The domain model is a client-server based technology used by NT 3.x and NT 4.x. The domain model enables you to logically group resources and users into one centrally managed group called a domain.

The domain model can be compared to the administration in a school. A school has a principal and a vice principal. The principal has the first say on who can do what in the school and how it should be done. The vice principal follows the same course of action as the principal. When the principal is away at meetings, the vice principal is next in line to make decisions.

The Windows NT domain contains a similar backup design. A server called the primary domain controller (PDC) has the same role as a school principal. All decisions and responsibility regarding who can do what is maintained and controlled by the PDC. The PDC maintains a database of all the users and their security rights. The database where this information is stored is called the Security Accounts Manager (SAM).

A second server, the backup domain controller (BDC), keeps a copy of the SAM database. Like the vice principal in a school, the BDC can take over the authentication process in the event that the PDC is too busy or if the PDC fails.

The main advantage of the domain model is that all users need only one user account to log on to the domain.

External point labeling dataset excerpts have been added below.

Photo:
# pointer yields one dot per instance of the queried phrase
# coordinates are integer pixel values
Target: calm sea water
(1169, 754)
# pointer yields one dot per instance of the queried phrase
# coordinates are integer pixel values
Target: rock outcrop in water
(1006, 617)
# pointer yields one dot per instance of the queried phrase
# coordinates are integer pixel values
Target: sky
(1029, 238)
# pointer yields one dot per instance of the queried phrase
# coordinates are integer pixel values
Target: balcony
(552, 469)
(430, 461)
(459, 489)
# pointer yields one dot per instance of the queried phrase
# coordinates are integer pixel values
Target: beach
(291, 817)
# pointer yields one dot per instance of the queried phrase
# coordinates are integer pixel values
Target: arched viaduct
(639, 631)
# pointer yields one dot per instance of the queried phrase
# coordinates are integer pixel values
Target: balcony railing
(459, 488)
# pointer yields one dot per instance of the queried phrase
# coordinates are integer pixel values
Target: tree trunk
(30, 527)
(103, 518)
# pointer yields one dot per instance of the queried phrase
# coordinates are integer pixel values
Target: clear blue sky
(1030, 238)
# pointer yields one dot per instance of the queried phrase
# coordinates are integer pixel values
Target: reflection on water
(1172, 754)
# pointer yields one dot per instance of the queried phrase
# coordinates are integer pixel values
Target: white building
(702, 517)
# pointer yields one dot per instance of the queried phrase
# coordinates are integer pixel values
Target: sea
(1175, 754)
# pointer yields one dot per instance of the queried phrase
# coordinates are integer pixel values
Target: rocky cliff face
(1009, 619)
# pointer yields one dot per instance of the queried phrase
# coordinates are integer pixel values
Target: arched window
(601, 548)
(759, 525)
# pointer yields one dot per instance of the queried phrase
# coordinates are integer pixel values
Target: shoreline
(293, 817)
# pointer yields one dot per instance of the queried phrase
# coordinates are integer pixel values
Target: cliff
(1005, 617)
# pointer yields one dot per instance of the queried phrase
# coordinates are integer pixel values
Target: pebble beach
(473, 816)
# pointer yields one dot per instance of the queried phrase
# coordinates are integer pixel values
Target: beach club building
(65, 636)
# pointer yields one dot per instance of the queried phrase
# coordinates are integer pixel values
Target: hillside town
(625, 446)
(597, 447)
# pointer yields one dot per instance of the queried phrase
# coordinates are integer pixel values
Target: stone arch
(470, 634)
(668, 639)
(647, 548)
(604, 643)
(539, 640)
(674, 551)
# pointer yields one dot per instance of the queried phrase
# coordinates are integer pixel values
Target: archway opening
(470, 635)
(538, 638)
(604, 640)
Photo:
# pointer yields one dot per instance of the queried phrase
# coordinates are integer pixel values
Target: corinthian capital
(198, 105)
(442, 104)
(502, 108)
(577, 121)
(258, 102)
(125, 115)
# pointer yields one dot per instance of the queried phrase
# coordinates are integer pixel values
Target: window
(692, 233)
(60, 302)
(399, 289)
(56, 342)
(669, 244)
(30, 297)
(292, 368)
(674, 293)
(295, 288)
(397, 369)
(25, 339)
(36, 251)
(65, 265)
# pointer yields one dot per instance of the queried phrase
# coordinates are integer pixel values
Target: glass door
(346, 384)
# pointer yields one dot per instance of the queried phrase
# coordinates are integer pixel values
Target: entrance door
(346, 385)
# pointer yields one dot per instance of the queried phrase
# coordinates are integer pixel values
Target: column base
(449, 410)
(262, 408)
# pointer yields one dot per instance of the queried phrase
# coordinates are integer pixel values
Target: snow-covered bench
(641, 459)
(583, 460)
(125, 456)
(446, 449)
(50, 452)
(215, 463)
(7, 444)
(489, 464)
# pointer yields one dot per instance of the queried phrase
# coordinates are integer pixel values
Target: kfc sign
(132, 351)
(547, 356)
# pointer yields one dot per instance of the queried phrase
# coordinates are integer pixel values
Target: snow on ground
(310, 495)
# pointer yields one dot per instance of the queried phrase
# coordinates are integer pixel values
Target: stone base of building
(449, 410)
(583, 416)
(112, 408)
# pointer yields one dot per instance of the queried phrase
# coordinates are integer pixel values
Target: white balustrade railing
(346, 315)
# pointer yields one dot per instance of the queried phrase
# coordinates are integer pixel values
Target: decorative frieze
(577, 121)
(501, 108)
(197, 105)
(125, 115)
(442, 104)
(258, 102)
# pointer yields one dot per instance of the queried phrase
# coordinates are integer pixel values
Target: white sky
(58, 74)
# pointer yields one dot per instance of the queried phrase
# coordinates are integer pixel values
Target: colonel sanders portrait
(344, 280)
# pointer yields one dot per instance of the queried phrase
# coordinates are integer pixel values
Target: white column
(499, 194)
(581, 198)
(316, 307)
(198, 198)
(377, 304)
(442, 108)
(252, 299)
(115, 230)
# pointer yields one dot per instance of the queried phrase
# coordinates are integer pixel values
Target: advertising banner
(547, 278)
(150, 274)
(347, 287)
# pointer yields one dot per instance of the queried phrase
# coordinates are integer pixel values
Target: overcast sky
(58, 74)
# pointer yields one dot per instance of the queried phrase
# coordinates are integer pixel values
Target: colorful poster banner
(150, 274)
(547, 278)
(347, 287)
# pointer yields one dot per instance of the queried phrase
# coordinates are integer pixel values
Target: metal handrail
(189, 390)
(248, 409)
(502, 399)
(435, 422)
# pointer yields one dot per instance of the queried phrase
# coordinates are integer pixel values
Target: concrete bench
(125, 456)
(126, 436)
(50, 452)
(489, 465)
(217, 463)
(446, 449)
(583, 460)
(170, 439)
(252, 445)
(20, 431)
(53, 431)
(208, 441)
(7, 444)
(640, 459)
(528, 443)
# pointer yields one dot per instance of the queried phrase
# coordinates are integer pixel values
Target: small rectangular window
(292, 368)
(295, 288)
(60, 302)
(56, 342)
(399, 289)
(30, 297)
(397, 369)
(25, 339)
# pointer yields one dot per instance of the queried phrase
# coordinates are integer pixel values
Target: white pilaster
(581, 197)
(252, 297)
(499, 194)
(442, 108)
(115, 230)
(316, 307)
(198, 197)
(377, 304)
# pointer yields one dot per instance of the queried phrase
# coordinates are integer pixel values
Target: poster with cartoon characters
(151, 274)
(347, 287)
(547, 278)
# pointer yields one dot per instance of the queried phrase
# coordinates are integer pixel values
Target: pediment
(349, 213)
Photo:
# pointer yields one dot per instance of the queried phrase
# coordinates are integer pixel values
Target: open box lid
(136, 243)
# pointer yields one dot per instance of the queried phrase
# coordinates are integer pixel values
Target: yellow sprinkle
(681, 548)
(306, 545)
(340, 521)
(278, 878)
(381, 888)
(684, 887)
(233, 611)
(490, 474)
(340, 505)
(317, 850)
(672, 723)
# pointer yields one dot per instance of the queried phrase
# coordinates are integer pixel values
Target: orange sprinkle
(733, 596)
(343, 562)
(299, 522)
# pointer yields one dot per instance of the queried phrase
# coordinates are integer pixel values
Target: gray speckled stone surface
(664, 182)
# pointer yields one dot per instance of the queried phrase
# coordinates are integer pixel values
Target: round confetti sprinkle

Users can then access any resources within the domain that they have been granted access to.

scalable

Capable of expanding to accommodate greater numbers of users and resources.

This graphic shows a sample domain:

When Appropriate

The domain model is very scalable (meaning it works well with small and large networks), so you can use it in small or large organizations.

The domain model offers these benefits:

• Users need only one logon account, no matter how many servers the user has to access.

• You can easily define and manage security.

• You can centralize account and resource management by creating the user on either the PDC or BDC and the information will be copied to all domain servers.

The model also has some drawbacks:

• This model needs a trained and experienced administrator to install and manage it.

• The domain model uses a flat structure for storing account information. You can have up to 40,000 accounts, but there is no way to hierarchically organize the users.

• Domain models do not scale as well in large national or global networks as do directory services models (explained in the next section).

directory services model

Uses a hierarchical database to logically organize the network resources. This model scales well to small, medium, or large enterprise networks.

Common OS Examples

Network operating systems that support the domain model are confined to Microsoft products. Although Windows 95, 98, NT Workstation, and 2000 Professional function within the domain model, they do not have domain management capabilities. The only network operating systems that allow you to build, manage, and support domains are:

• Microsoft Windows 3.1, 3.5, and 3.51 Server

• Windows NT 4 Server

• Windows 2000 Server and Windows Server 2003

  Note

  Although Windows 2000 Server and Windows Server 2003 supports the domain model, Microsoft recommends that you migrate your network to Active Directory Services. Directory services are described in the next section.